コニタス

書き留めておくほど重くはないけれど、忘れてしまうと悔いが残るような日々の想い。
気分の流れが見えるかな。

捏造された祝祭

2009-07-06 23:36:59 | 
SPAC春の芸術祭2009おわりましたねぇ。
あっという間にSPACトップページからのリンクが消えてます。


この週末は、『ふたりの女 ~唐版・葵上~』『スカパンの悪だくみ』。
このシーズン私が見たのは、
『プ・レ・ス』
『シータ姫、大地に還る』
『ブラスティッド』
『マルコ・ポーロ~東方見聞録のヒミツ』
『じゃじゃ馬ならし』
とあわせて7演目。
ここまで来たら全部見たかったなぁ、と思う物の、お金も時間も無いからねぇ。

このうち、『ブラスティッド』については2回に分けて書いた()。
『じゃじゃ馬ならし』のことは、煮え切らないながらも、やっぱり書いたのは『ブラスティッド』の影響だろうなぁ。
『プ・レ・ス』・『シータ姫、大地に還る』・『マルコ・ポーロ』のことをまだ書いてないのは、“まだ”なだけのつもり。
基本的に、芝居でもコンサートでも美術でも、行ったら感想を書く、というのは、学生にも推奨しているし、自分の課題にもしている(ペナルティなし)。

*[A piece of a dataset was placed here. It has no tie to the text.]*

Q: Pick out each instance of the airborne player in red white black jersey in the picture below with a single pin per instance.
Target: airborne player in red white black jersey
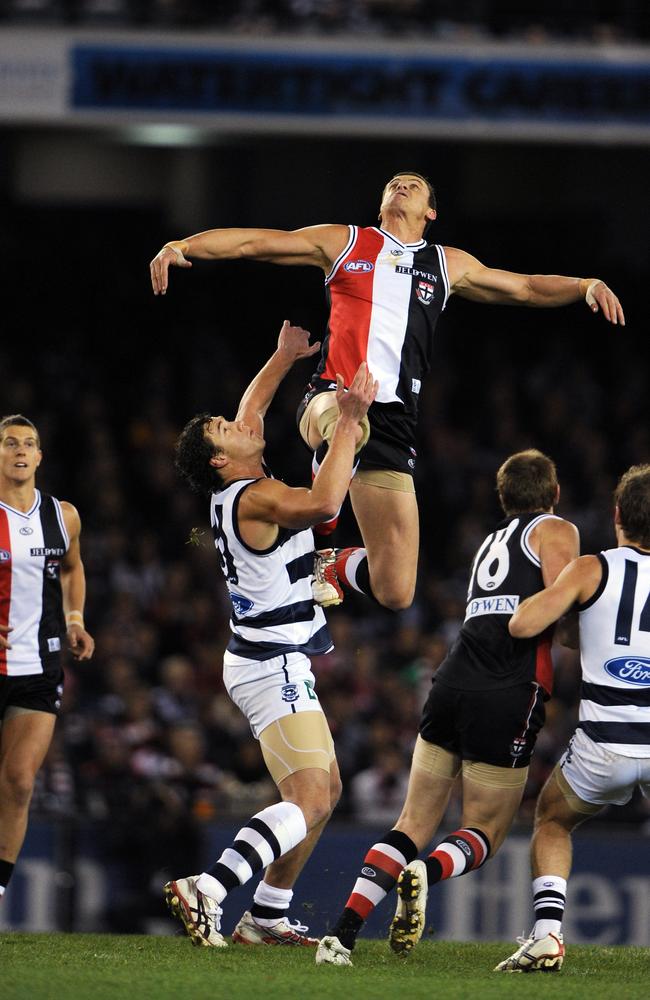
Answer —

でも、何となく後回しで良いか、という気持ちが自分の中にあるらしい。
それは、印象の善し悪しとは関係なく、自分の目下の問題意識との絡み方の問題。
たぶん、この週末に観た『ふたりの女』と『スカパンの悪だくみ』を先に書く事になるだろうなぁ。

で、それは予告しておくとして、先にまとめ。

この記事の標題は宮城氏のお言葉。
こんにち、演劇になお有効性があるとすればそれは〈捏造された祝祭〉としてではないか
出典は『ふたりの女』当日配付資料「演出ノート」。

演劇を仕事としたときに、「祝祭」のほかに「こころざし」というモノサシを持たねばならなくなった
これも。

プロの世界は厳しいのだぁ。


それにしても、このシーズンの盛況ぶりはちょっと、目を見張る物があったと思う。
“お祭り”になってた。

静岡は、正直、“文化”に冷たい土地柄だ。
前知事は、文化通を気取って立派な施設を作り、大物監督を呼んで、信じられないような予算でイベントを立ち上げたけれど“大衆”の多くは歓迎しなかったように思う。
いや、みんながどうだったのか、私は知らないんだけれど、今年、私の周りには“俄演劇ファン”を名乗る人たちが妙に多い。
意外な人が、芝居にはなじみがなかったと仰る。

『転校生』以降、といっても良いのかなぁ。
話題性のある芝居を観て、面白さに目覚めて通うようになった?

んで、“芝居の面白さ”って、何?
なんで観に行くんだろう。


私の場合は、学生の時は文楽と歌舞伎ばっかりで、現代演劇といっても『子午線の祀り』とか、やっぱり古典つながり。
アングラやテントや舞踏も、学祭に来ていたけれど自分から見に行きはしなかった。
あぁ、院生の頃はお金もあったし、連れもいたからバレエやオペラも行ったなぁ。
今は無理。

で、現代物、洋物は静岡に来てからだと思う。

第2回のシアター・オリンピクス(1999)も、結局それほどたくさんの舞台を見たわけではない(音楽系中心に観ていた)。
ただ、何度も書いたけれど、翌年「春の演劇祭」に、“有度”でク・ナウカの『メデイア』を観たのは本当に衝撃だった。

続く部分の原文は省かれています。